Why are non-Clifford gates more complex than Clifford gates?

Question

There are two groups of quantum gates - Clifford gates and non-Clifford gates.

Representatives of Clifford gates are Pauli matrices $I$, $X$, $Y$ and $Z$, Hadamard gate $H$, $S$ gate and $CNOT$ gate. Non-Clifford gate is for example $T$ gate and Toffoli gate (because its implementation comprise $T$ gates).

While Clifford gates can be simulated on classical computer efficiently (i.e. in polynomial time), non-Clifford gates cannot. Moreover (if my understanding is correct), non-Clifford gates increase time consumption of a quantum algorithm far more than Clifford gates.

My questions are these:

1. Am I right that non-Clifford gates increase time consumption (or complexity of quantum algorithm)?
2. Why non-Clifford gates cannot be simulated efficiently? This is confusing for me, because $S$ and $T$ gates are both rotations with only different angle.

Answer 1

1. Yes, you are correct. Non-Clifford gates cannot be transversely implemented, instead implementation generally requires distilling magic states or Toffoli states. In practice this requires significantly more spacetime volume than Clifford gates. For reference, see the introduction sections here and here.

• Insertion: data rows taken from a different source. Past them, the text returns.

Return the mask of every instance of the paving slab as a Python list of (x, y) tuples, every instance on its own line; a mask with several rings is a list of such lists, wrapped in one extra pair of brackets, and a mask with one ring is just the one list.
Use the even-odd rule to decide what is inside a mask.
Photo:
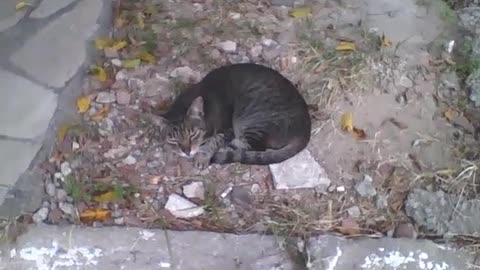
[[(0, 204), (5, 198), (4, 188), (15, 184), (28, 169), (40, 147), (40, 143), (0, 140), (0, 185), (3, 187), (3, 191), (0, 191)], [(4, 196), (1, 196), (1, 193)]]
[(2, 69), (0, 82), (0, 135), (34, 139), (44, 134), (57, 107), (57, 95)]
[(32, 78), (60, 88), (87, 58), (87, 41), (99, 29), (103, 0), (79, 1), (15, 52), (10, 61)]
[(4, 250), (0, 269), (294, 270), (278, 247), (258, 234), (42, 225)]
[(0, 31), (16, 25), (25, 17), (26, 9), (15, 12), (15, 5), (18, 2), (17, 0), (0, 1)]
[(70, 5), (75, 0), (43, 0), (30, 14), (30, 18), (46, 18), (60, 9)]

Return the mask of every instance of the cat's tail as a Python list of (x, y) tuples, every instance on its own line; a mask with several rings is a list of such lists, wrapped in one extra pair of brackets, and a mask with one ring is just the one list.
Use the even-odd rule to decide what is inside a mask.
[(308, 138), (295, 138), (280, 149), (266, 151), (249, 151), (244, 149), (227, 149), (217, 153), (212, 158), (212, 163), (228, 164), (242, 163), (247, 165), (269, 165), (285, 161), (307, 147)]

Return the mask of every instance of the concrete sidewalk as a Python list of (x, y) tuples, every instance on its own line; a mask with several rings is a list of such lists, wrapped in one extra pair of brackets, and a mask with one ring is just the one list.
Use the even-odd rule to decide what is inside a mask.
[(0, 216), (40, 206), (56, 123), (75, 116), (91, 40), (111, 25), (109, 0), (0, 1)]
[[(40, 237), (41, 236), (41, 237)], [(3, 250), (3, 269), (181, 269), (181, 270), (465, 270), (467, 257), (430, 241), (347, 240), (139, 228), (34, 226)], [(303, 259), (295, 246), (304, 246)], [(294, 263), (296, 258), (297, 263)], [(2, 268), (3, 266), (3, 268)]]

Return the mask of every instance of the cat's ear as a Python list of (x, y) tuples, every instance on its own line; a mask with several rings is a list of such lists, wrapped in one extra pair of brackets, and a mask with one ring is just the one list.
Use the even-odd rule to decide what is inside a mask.
[(191, 118), (200, 118), (203, 119), (203, 98), (202, 97), (197, 97), (192, 104), (190, 105), (190, 108), (188, 108), (187, 115)]

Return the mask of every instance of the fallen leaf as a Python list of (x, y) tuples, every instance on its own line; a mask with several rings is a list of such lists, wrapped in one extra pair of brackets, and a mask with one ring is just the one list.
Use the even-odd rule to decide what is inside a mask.
[(24, 9), (26, 7), (31, 7), (32, 4), (30, 3), (27, 3), (27, 2), (19, 2), (18, 4), (15, 5), (15, 10), (16, 11), (19, 11), (21, 9)]
[(107, 73), (105, 72), (105, 69), (99, 66), (92, 66), (90, 68), (90, 72), (97, 78), (99, 82), (105, 82), (107, 81)]
[(293, 18), (304, 18), (310, 14), (312, 14), (312, 9), (310, 7), (294, 8), (288, 12), (288, 15)]
[(110, 210), (106, 209), (87, 209), (80, 214), (80, 219), (85, 221), (106, 221), (111, 216)]
[(355, 135), (355, 138), (357, 138), (358, 140), (362, 140), (362, 139), (365, 139), (365, 137), (367, 137), (367, 134), (365, 134), (365, 131), (363, 131), (363, 129), (358, 129), (356, 127), (353, 127), (352, 133)]
[(112, 49), (119, 51), (127, 47), (127, 45), (128, 45), (128, 42), (126, 42), (125, 40), (116, 41), (115, 43), (113, 43)]
[(143, 30), (145, 28), (145, 22), (144, 22), (144, 15), (142, 12), (138, 12), (137, 15), (135, 16), (137, 19), (137, 26), (140, 30)]
[(92, 120), (100, 121), (105, 119), (110, 112), (110, 107), (108, 105), (104, 105), (100, 110), (98, 110), (94, 116), (92, 116)]
[(122, 28), (125, 24), (127, 24), (127, 18), (125, 13), (122, 12), (122, 14), (115, 19), (115, 28)]
[(448, 108), (448, 110), (443, 113), (443, 116), (448, 120), (448, 122), (452, 122), (453, 119), (458, 116), (458, 112), (452, 108)]
[(340, 120), (340, 126), (342, 130), (352, 132), (353, 131), (353, 113), (346, 112), (342, 115)]
[(142, 52), (139, 55), (139, 58), (147, 63), (154, 64), (156, 62), (155, 56), (149, 54), (148, 52)]
[(103, 50), (112, 46), (112, 41), (108, 39), (95, 39), (95, 48), (97, 50)]
[(385, 36), (385, 34), (382, 34), (382, 47), (387, 48), (393, 45), (393, 42)]
[(99, 202), (99, 203), (111, 202), (111, 201), (114, 201), (114, 200), (118, 199), (115, 194), (116, 193), (113, 192), (113, 191), (108, 191), (108, 192), (103, 193), (102, 195), (95, 196), (94, 200)]
[(90, 109), (90, 97), (82, 96), (77, 99), (77, 109), (79, 113), (85, 113)]
[(137, 68), (140, 65), (140, 59), (123, 60), (122, 66), (124, 68)]
[(65, 139), (65, 136), (67, 135), (68, 129), (70, 128), (70, 125), (63, 125), (58, 128), (57, 130), (57, 139), (59, 142), (63, 142)]
[(335, 50), (337, 50), (337, 51), (354, 51), (355, 50), (355, 43), (342, 41), (337, 45)]

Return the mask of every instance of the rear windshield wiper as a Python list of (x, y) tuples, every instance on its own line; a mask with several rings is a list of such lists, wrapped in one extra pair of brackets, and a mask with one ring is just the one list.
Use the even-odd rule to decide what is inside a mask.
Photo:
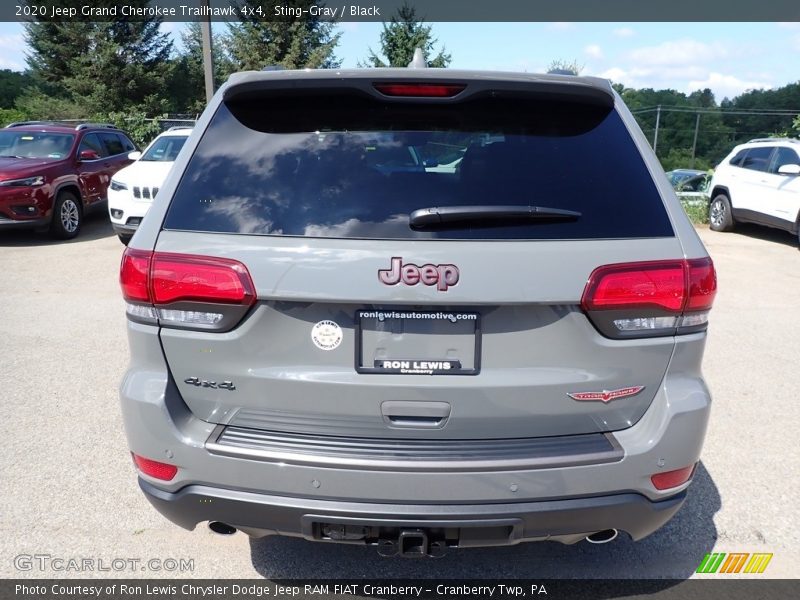
[(25, 158), (25, 157), (17, 156), (16, 154), (0, 154), (0, 158)]
[(409, 215), (408, 224), (413, 229), (448, 227), (476, 221), (485, 221), (487, 225), (497, 226), (502, 221), (514, 224), (522, 221), (574, 221), (580, 216), (581, 213), (574, 210), (546, 206), (474, 204), (418, 208)]

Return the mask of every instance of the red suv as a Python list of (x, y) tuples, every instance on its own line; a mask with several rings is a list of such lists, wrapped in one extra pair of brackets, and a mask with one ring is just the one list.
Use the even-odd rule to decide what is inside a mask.
[(111, 176), (136, 146), (117, 127), (45, 121), (0, 130), (0, 230), (45, 228), (78, 235), (83, 216), (105, 206)]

2. The natural expectation would be that no quantum gates can be simulated efficiently by classical computers since an n-qubit quantum circuit operates in a $2^n$-dimensional Hilbert space. The (arguably) surprising result is that circuits consisting only of Clifford gates can be simulated efficiently (by the Gottesman-Knill Theorem). It's a very natural situation that non-Clifford gates cannot be simulated efficiently because of the size of Hilbert space in which they operate. If both Clifford and non-Clifford gates could be simulated efficiently by classical computers, there would be no (or at least drastically reduced) motivation to build quantum computers.